Before this becomes a post about Ulysses, let’s switch back to talking about Setapp. The new iOS offering also includes apps like 2Do, Paste, and SQLPro Studio, but what’s more interesting than the selection of apps is how Setapp is getting around Apple’s restrictions to effectively “unlock” in-app purchases on iOS and iPadOS.
The Setapp app on macOS has a new section called Available on iOS, which lists apps available as part of the new offering. Open the listing page of any of these apps and you will see an ‘iOS app’ button. Tap on this button and you’ll see two options — one to download the iOS app, if you don’t have it already, and the other to unlock all features of the app.
Both these things are done via QR codes. The idea is to first install the app via the App Store and then, in the second step, to scan a QR code that unlocks all features of the said app. The app then behaves exactly how it would have if you completed an in-app purchase via the App Store.
Setapp has a webpage explaining how this setup doesn’t violate Apple’s policies, but one can’t help but wonder if Apple will one day wake up and decide this kind of behaviour is no longer allowed. That fear aside, the most disappointing fact about Setapp for iOS (and iPadOS, sigh) is probably the limited number of apps on offer right now.
As mentioned earlier, there are only ten iOS apps on offer, and all of them are “companions” to Mac apps that are already available via Setapp. That’s a disappointingly low number, but it’s worth remembering that Setapp’s entry to Mac was similar in terms of the relatively small set of apps on offer, and now the platform has grown to 198 apps (at the time of publishing this post).
Given App Store’s terms of service, it’s unlikely that Setapp will be able to offer access to “standalone” iOS/ iPadOS apps (i.e. ones without a corresponding app on other platforms) anytime soon, but one hopes that at least some other high profile Setapp partners like Screens will include their iPhone and iPad apps as part of the service.
This is especially important given some of the service’s changes around policy and pricing. Even before the launch of Setapp on iOS, the likes of Ulysses were already offering Setapp users unrestricted access to their iPad and iOS apps. But with the introduction of Setapp for iOS, each iPhone or iPad added to a Setapp account counts towards your device quota.
Those on the Setapp personal plan ($9.99 per month) are limited to using their apps on a single Mac, while if you have a Family plan ($19.99 per month) you can enjoy the same access across four different devices.

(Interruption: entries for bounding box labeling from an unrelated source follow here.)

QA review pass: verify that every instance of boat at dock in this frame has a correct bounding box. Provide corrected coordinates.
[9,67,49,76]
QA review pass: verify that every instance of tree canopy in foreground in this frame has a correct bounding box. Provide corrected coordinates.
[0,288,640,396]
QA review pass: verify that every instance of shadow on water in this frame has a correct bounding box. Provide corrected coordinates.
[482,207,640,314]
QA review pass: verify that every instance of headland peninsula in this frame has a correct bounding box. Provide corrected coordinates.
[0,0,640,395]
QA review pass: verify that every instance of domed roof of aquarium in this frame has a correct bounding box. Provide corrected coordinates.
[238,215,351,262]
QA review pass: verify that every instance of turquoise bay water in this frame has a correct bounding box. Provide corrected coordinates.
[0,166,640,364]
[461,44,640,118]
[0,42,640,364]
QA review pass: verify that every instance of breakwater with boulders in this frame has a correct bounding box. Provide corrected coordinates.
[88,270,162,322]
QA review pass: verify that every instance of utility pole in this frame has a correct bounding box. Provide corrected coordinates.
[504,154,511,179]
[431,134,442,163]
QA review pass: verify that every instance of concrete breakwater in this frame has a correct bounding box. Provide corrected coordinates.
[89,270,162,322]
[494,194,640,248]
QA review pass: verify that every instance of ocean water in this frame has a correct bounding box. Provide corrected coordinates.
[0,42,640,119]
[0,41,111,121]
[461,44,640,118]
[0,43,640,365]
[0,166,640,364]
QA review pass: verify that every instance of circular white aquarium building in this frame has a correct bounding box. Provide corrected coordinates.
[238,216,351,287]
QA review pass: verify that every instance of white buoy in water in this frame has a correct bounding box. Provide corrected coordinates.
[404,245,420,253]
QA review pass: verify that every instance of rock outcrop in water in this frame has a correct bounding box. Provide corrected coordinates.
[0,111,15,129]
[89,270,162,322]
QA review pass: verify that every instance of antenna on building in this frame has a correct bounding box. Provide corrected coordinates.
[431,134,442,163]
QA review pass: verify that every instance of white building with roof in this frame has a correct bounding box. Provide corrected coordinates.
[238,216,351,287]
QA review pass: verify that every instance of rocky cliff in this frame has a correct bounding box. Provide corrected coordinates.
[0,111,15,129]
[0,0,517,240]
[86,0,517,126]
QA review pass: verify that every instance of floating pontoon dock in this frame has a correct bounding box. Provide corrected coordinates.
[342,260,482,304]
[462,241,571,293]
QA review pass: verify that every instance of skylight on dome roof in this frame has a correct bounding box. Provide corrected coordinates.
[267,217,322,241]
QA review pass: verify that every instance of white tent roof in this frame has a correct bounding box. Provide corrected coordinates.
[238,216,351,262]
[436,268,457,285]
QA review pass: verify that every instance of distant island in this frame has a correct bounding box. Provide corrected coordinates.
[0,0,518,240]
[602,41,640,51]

Setapp now lets you add an iPad or iPhone to your account for $2.49 per month, which means if you are using, say, Ulysses across a Mac, iPhone, and iPad, you will end up paying more for that privilege.

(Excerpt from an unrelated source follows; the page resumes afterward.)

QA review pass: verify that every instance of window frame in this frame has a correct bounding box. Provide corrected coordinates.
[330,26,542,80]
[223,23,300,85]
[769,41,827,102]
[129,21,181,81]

With that said, the advantage of using a service like Setapp is unlimited access to 198 fully-unlocked premium Mac apps, including the likes of iStat Menus, Screens, BetterZip, CleanShot X, and many, many more. If you are interested in just one or two specific premium apps, you’ll undoubtedly be better served by signing up for those services directly.
What I like about Setapp is the fact I have discovered a handful of apps that otherwise may not have become part of my workflow. Every time I have a new requirement, the Setapp store is usually my first port of call, and invariably I end up finding something I can use (and at least tolerate, if not like).

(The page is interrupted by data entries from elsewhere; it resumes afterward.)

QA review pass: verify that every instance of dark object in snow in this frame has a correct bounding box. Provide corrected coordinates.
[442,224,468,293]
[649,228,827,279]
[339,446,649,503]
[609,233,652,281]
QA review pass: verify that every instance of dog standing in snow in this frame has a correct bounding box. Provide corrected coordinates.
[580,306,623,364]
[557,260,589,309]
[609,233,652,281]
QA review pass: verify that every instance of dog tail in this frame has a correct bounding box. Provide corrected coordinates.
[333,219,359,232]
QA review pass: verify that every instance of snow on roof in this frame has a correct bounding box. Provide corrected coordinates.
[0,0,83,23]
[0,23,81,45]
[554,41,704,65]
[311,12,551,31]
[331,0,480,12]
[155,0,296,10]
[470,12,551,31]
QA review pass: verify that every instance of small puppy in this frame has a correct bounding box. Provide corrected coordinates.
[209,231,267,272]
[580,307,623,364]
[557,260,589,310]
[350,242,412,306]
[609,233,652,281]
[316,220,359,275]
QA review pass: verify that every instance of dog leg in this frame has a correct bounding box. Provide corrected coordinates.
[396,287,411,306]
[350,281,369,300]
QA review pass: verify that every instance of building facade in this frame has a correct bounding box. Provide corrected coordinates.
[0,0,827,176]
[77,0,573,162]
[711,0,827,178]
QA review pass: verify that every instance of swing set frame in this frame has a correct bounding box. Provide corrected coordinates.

Late last year, Setapp also extended its standard offering to business customers, in addition to offering custom plans that provide access to a subset of apps at an agreed per-user price. With a handful of popular developer tools and eduction apps in its portfolio, the company certainly has the potential to target a wide variety of companies. And if my work email inbox is any indication, Setapp certainly knows this too. PS – Sorry Tanya, I promise I will answer your email soon!